Ele manteve sua posição de que o Papa Francisco encobriu os abusos de McCarrick, dizendo que lidou com o caso McCarrick enquanto ainda servia como Delegado para Representações Pontifícias na Secretaria de Estado do Vaticano, e seus superiores diretos falharam em considerar adequadamente "meu julgamento baseado em testemunhos incontestáveis".
“Obviamente, as ações de McCarrick foram convenientes para alguém da Secretaria de Estado: estou pensando nas enormes somas arrecadadas por meio da Fundação Papal que McCarrick estabeleceu nos Estados Unidos”, disse ele, referindo-se a uma organização de caridade americana dedicada exclusivamente ao financiamento de projetos papais.
Viganò disse que tentou alertar Sambi sobre McCarrick, mas “as perspectivas de uma ascensão na carreira o induziram a permanecer em silêncio e a encobrir os escândalos”. Ele alegou que a laicização de McCarrick em 2019 foi autorizada apenas por Francisco para salvar as aparências e tinha como objetivo "esconder a rede de cumplicidade, apesar dos crimes serem conhecidos há décadas".
Referindo-se às tensões passadas entre ele e o ex-secretário de Estado do Vaticano, o cardeal italiano Tarcisio Bertone, Viganò disse que acreditava que Bertone era corrupto e tentou impedir muitos de seus candidatos em nomeações episcopais.
“Ele conseguiu então me transferir para o Governatorato em 2009, onde descobri o papel e a cumplicidade no encobrimento da corrupção”, disse ele, e também criticou o Papa Francisco por tirar seu apartamento na Cúria após sua aposentadoria em 2016. Francisco tomou a decisão alegando que o apartamento era necessário, “mas pelo que sei ele permaneceu vazio”, disse ele, chamando-a de “uma ação vingativa, Bergoglio queria se livrar de alguém que sabia demais e não era manobrável”.

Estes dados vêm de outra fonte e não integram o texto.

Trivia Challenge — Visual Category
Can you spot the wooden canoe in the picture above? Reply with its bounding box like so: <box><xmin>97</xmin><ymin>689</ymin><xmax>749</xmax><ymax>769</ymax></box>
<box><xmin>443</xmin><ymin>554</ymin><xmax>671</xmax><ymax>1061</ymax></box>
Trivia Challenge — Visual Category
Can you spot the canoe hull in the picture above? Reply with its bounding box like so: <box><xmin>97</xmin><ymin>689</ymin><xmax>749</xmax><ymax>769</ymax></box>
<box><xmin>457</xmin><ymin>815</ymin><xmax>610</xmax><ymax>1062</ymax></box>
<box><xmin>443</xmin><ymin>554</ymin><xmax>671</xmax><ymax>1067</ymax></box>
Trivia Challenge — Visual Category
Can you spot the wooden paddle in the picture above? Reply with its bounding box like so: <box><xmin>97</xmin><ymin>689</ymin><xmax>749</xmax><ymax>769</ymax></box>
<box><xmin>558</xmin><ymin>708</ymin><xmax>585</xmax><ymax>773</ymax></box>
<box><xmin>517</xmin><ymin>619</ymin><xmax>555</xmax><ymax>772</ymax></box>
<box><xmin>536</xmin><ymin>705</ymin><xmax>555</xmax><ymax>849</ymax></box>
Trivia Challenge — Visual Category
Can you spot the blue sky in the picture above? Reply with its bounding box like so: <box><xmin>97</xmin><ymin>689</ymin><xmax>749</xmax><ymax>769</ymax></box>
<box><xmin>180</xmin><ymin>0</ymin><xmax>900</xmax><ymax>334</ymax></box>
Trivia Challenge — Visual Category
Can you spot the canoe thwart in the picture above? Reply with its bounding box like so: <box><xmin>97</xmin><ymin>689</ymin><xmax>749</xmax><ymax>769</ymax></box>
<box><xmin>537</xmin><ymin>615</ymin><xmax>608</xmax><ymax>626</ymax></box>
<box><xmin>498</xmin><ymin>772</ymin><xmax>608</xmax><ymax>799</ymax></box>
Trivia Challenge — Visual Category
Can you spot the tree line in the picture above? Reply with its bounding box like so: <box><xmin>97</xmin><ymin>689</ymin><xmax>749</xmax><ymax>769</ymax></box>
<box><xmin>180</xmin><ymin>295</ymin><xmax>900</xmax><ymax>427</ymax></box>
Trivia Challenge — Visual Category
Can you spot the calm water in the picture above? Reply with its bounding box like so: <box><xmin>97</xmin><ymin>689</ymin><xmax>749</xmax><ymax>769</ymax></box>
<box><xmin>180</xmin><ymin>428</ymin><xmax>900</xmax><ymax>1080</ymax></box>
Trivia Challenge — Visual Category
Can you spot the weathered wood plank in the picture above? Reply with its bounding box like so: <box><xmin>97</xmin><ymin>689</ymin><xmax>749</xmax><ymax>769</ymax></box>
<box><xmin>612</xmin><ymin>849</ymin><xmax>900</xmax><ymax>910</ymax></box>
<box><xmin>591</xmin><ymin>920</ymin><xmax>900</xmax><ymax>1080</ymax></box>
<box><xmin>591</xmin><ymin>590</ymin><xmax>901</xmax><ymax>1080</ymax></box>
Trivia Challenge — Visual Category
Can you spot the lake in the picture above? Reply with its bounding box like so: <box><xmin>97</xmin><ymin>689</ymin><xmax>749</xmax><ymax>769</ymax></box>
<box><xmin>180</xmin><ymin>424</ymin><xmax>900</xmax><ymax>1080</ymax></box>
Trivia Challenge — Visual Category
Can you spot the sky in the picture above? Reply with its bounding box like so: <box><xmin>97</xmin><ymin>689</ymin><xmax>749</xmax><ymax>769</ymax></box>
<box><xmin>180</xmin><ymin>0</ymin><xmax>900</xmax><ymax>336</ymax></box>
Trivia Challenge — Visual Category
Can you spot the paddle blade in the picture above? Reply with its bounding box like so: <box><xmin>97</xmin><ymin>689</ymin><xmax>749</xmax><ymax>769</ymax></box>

“Com a excomunhão que é claramente inválida, eles queriam de alguma forma me condenar à morte, mas a verdade não pode ser morta”, disse ele. Viganò, quando questionado sobre suas repetidas condenações à chamada “elite globalista” em suas publicações, disse que insiste tanto neste tópico porque “estamos passando por um período de crise muito séria na Igreja e na sociedade”.
“As autoridades de todas as instituições são hoje uma expressão dessa elite e obedecem a poderes supranacionais. Estamos testemunhando uma fenda profunda e quase intransponível entre aqueles que governam – o Estado e a Igreja – e os cidadãos e fiéis”, disse ele.
“Na prática, os governantes do Estado se rebelaram contra Cristo Rei e os expoentes da hierarquia católica se rebelaram contra Cristo Pontífice: sua autoridade foi usurpada”, disse ele, pedindo uma maior unidade à figura de Cristo no papado.
Questionado sobre um processo civil que perdeu contra seu irmão relacionado a uma disputa de herança, Viganò disse que foi retratado como “um bandido e um ladrão”.
Após perder o caso e ser condenado a indenizar o irmão, Viganò disse que se recusou a tomar outras medidas porque “não queria ser cruel ao contestar uma sentença injusta, preferindo seguir o mandamento evangélico (a quem quiser processá-lo, que tire sua túnica, você também deve deixar seu manto)”.